Régulièrement, vous entendez l’argument «Qui n’a rien à cacher n’a rien à craindre», pour justifier la surveillance de plus en plus envahissante de nos vies. Cet argument est non seulement dangereux, mais en plus malhonnête et pleutre.
Dans les commentaires sur le billet d’hier à propos de la base d’ADN annoncée des Suédois, cet argument est régulièrement revenu -l’efficacité de l’application de la loi devrait toujours primer dans la société. C’est une tournure d’esprit très dangereuse. Il y a au moins quatre manières de rejeter cet argument solidement :
- Les règles peuvent changer
- Ce n’est pas toi qui détermine si tu es coupable
- Les lois doivent pouvoir ne pas être respectées pour que la société puisse changer
- La vie privée est un besoin humain fondamental
- Les règles peuvent changer
Une fois que la surveillance généralisée est en place, il est toujours possible que des lois avec lesquelles vous n’êtes pas d’accord soient mises en place, mais il est trop tard pour protester. Par exemple, vous pourriez vouloir des caméras dans toutes les maisons pour prévenir les violences domestiques, et elles seules. Mais il est possible que demain l’homosexualité devienne un crime, et que les homosexuels soient poursuivis jusque chez eux grâce à ces caméras.

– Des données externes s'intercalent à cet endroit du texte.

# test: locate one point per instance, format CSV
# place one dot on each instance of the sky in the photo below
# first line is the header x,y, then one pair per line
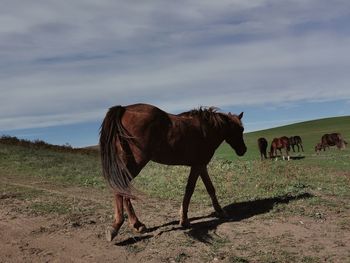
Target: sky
x,y
64,63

- Ce n’est pas toi qui détermine si tu es coupable
Ce n’est pas toi qui décide si tu as quelque chose à craindre. Tu peux te considérer blanc comme neige, ça ne changera rien. Si vous arrêtez votre voiture dans le Quartier Rouge d’Amsterdam tous les week-ends, les services sociaux peuvent décider de placer vos enfants même si c’est votre grand-mère qui habite là. La prévention routière peut vous enlever le permis parce que vous vous arrêtez au bar trop souvent, même si vous n’y faites que manger la spécialité locale. Comme Kafka n’est jamais loin, les gens commenceront à s’auto-censurer.

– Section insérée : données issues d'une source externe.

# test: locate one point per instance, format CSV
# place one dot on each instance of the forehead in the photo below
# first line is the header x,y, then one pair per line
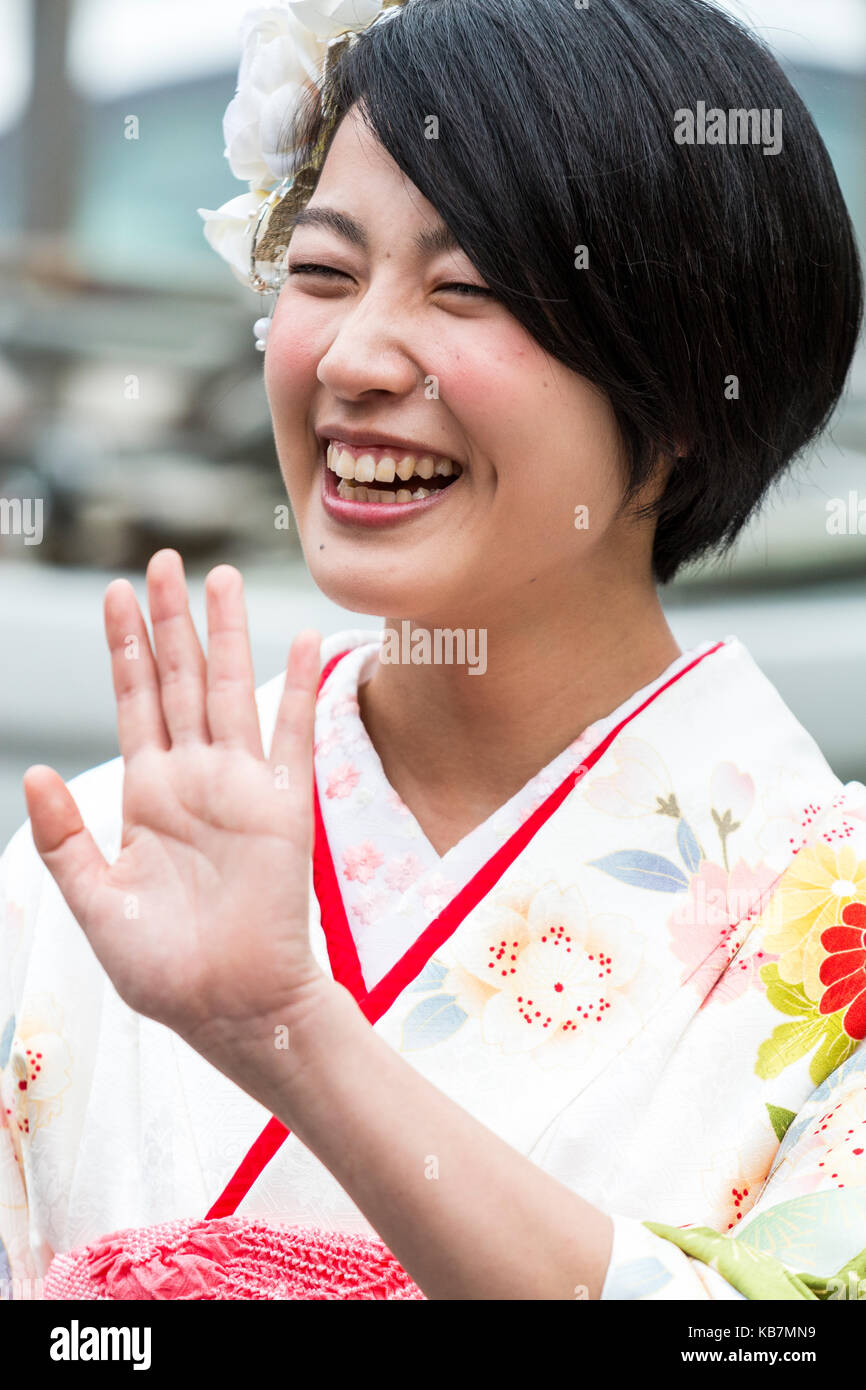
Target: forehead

- Les lois doivent pouvoir ne pas être respectées pour que la société puisse changer
Une société qui respecte toutes ses lois s’arrête en chemin. Penser que tous les criminels doivent nécessairement finir en prison est dangereux, parce qu’il est tout à fait possible que les criminels soient reconnus pas plus tard que dans les cinq ans qui suivent comme étant dans leur bon droit. Il y a une génération, l’homosexualité était un crime. Avec les moyens de surveillance actuel, il est difficile d’imaginer comment les groupes de lutte pour les droits des homosexuels pouvaient se former sans être directement inquiétés par la police. Plus généralement, les sociétés évoluent, et les lois sont rarement en synchronisation complète avec l’état des mœurs et des us.

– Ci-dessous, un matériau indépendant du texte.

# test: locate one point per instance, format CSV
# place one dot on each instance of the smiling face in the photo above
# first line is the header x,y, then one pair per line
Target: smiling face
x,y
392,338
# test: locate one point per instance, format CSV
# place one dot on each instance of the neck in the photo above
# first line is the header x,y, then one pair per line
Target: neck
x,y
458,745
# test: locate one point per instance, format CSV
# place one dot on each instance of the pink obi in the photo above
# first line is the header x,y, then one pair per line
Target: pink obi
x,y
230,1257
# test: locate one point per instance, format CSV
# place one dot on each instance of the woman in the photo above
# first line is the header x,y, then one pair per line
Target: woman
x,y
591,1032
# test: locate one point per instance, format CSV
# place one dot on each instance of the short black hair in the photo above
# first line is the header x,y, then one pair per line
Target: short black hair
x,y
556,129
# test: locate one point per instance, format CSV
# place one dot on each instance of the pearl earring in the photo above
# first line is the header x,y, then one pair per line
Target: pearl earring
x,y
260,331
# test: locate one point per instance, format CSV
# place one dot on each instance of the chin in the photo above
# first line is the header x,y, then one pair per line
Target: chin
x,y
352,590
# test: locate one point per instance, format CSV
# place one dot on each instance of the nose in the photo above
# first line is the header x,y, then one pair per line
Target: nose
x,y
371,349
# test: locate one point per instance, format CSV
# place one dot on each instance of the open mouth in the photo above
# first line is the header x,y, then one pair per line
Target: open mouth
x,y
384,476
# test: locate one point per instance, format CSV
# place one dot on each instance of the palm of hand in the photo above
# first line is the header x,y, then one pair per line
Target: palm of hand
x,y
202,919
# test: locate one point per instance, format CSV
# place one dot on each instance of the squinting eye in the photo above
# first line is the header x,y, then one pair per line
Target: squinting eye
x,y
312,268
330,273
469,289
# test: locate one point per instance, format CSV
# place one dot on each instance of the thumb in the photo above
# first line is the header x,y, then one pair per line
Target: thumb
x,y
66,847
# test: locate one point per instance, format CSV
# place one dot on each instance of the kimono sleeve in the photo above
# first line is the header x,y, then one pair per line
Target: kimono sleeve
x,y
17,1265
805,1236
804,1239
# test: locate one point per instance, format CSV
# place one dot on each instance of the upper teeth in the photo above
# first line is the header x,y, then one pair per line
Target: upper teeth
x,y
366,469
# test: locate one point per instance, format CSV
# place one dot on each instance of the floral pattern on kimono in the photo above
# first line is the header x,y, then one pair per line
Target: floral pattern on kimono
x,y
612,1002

- La vie privée est un besoin humain fondamental
Lorsque je ferme la porte de ma chambre, même si rien de secret n’y a lieu, je signifie simplement que je veux être au calme. J’ai un besoin fondamental d’avoir des moments de repos où je ne me préoccupe pas du regard des autres, et la société doit respecter ce besoin. Dans les sociétés qui ne laissent aucune place à l’intimité, les gens y répondent toujours par des subterfuges pour satisfaire à leur besoin d’être «hors-société», donc hors du champ de vue de l’État. Voir cette bande dessinée si vous voulez jouer de rhétorique sur ce point.
Dans tous les cas, la prochaine fois qu’on vous répond «Qui n’a rien à cacher n’a rien à craindre», renvoyez vers cet article.